22.10.2025 -
LAG Köln: Kein Anspruch auf bessere Konditionen bei neuen Freiwilligenprogrammen nach Aufhebungsvertrag.
LAG Köln: Kein Anspruch auf nachträgliche Anpassung eines Aufhebungsvertrags bei Freiwilligenprogramm mit verbesserten Ausscheidenskonditionen (credits: adobestock).

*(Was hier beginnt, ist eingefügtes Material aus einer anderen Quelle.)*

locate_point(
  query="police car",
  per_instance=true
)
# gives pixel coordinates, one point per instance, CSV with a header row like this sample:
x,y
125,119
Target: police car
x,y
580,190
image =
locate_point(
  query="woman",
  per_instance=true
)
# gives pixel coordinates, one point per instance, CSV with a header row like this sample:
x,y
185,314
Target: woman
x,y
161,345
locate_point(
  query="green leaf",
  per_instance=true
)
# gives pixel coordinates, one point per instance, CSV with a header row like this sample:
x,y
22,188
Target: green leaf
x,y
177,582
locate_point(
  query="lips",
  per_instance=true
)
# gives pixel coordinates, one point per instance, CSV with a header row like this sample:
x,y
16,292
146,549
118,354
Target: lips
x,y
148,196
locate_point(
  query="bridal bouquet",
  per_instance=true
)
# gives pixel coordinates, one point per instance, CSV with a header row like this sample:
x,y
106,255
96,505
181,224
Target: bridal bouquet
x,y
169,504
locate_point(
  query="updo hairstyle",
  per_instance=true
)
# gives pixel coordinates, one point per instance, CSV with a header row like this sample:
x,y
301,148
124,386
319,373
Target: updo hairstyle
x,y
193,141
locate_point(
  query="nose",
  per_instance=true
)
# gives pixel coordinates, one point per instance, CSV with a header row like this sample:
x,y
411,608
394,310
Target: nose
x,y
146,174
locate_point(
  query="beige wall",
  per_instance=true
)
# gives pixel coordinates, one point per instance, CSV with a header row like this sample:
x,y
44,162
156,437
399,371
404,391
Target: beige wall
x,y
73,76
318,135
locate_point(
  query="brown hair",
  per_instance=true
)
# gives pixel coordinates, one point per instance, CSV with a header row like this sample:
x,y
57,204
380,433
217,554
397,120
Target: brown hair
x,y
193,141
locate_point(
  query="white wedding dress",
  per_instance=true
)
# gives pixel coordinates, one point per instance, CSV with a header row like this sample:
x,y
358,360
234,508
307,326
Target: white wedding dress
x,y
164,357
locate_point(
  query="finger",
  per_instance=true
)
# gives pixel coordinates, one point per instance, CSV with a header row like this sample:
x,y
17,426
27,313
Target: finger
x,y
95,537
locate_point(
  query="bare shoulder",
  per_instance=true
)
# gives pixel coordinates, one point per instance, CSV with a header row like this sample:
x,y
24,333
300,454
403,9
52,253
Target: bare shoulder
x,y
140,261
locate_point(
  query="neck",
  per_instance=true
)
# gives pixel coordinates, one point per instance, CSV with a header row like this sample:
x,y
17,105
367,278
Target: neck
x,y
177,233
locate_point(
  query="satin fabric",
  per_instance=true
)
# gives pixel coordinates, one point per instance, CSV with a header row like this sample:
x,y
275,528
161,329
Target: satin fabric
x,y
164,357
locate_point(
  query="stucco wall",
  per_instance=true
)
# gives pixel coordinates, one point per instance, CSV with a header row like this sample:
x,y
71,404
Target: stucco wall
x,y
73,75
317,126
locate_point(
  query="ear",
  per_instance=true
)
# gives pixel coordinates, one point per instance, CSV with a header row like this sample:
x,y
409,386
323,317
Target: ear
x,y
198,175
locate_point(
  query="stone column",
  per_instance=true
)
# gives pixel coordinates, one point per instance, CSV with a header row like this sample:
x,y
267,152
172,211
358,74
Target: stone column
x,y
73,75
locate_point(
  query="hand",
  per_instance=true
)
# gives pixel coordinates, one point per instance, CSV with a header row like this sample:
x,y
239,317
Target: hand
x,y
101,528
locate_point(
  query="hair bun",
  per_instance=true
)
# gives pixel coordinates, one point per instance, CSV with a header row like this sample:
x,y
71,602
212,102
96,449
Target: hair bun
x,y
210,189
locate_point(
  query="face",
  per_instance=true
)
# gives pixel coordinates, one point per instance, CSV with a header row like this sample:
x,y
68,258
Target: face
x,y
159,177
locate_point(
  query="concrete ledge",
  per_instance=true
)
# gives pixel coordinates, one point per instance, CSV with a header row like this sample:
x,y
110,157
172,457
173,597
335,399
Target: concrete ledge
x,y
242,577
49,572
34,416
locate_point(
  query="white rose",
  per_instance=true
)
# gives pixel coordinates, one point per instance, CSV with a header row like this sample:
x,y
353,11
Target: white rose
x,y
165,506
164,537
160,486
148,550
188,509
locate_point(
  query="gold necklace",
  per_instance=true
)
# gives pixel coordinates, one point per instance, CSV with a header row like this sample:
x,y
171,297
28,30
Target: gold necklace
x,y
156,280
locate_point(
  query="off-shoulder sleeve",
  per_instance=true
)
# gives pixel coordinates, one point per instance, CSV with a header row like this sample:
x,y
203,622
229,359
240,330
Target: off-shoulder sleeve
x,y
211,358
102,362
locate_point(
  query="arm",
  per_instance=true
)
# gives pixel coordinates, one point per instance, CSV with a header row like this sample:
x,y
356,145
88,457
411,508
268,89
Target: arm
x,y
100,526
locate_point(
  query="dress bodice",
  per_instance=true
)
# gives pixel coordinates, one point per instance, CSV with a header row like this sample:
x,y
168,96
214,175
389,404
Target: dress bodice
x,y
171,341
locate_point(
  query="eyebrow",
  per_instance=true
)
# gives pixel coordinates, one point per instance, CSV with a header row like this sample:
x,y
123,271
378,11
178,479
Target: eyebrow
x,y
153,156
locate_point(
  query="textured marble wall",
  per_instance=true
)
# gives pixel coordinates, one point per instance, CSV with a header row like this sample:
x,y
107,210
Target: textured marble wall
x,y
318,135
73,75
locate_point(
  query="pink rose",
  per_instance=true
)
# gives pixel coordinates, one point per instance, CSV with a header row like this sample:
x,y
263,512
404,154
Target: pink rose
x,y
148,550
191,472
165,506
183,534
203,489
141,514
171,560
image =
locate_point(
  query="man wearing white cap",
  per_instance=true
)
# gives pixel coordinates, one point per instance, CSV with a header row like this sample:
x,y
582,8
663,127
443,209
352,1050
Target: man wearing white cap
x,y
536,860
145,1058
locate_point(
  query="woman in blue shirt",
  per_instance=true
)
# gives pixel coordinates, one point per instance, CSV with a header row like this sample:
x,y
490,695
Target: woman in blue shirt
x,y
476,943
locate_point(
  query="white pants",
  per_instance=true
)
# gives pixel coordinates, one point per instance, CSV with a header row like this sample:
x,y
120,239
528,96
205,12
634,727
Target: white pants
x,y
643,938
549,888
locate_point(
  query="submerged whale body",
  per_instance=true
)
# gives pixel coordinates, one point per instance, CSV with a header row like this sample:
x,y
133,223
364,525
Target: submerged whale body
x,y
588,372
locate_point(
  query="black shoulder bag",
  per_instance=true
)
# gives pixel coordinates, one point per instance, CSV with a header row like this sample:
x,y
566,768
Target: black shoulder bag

In vielen großen Unternehmen werden sogenannte Freiwilligenprogramme aufgesetzt. Im Rahmen einer doppelten Freiwilligkeit bietet der Arbeitgeber großen Arbeitnehmergruppen die Möglichkeit, das Arbeitsverhältnis gegen Zahlung einer Abfindung zu beenden. Das bietet sich vor allem dann an, wenn die Grundsätze der Sozialauswahl umgangen werden sollen und der Arbeitgeber frei entscheiden möchte, von welchen Mitarbeitern er sich trennen möchte. Das Landesarbeitsgericht Köln hatte nun die interessante Frage zu entscheiden, inwieweit ein abgeschlossener Aufhebungsvertrag aus einem solchen Freiwilligenprogramm angepasst werden muss, wenn der Arbeitgeber sich später entschließt, ein neues, verbessertes Freiwilligenprogramm auszurollen (LAG v. 11.3.2025, 7 SLa 512/24).

Der Fall:

Der klagende Arbeitnehmer war bereits seit 1990 bei dem beklagten internationalen US-amerikanischen Automobilhersteller als Mechatroniker beschäftigt. Der Arbeitgeber setzte über die Jahre immer wieder sogenannte Freiwilligenprogramme zum Abschluss von Aufhebungsverträgen auf. Die Programme waren auf einen gewissen Zeitraum begrenzt und wurden je nach Zielerreichung und Budgetlage ggf. verlängert. Die Freiwilligenprogramme sahen dabei stets eine „doppelte Freiwilligkeit“ vor.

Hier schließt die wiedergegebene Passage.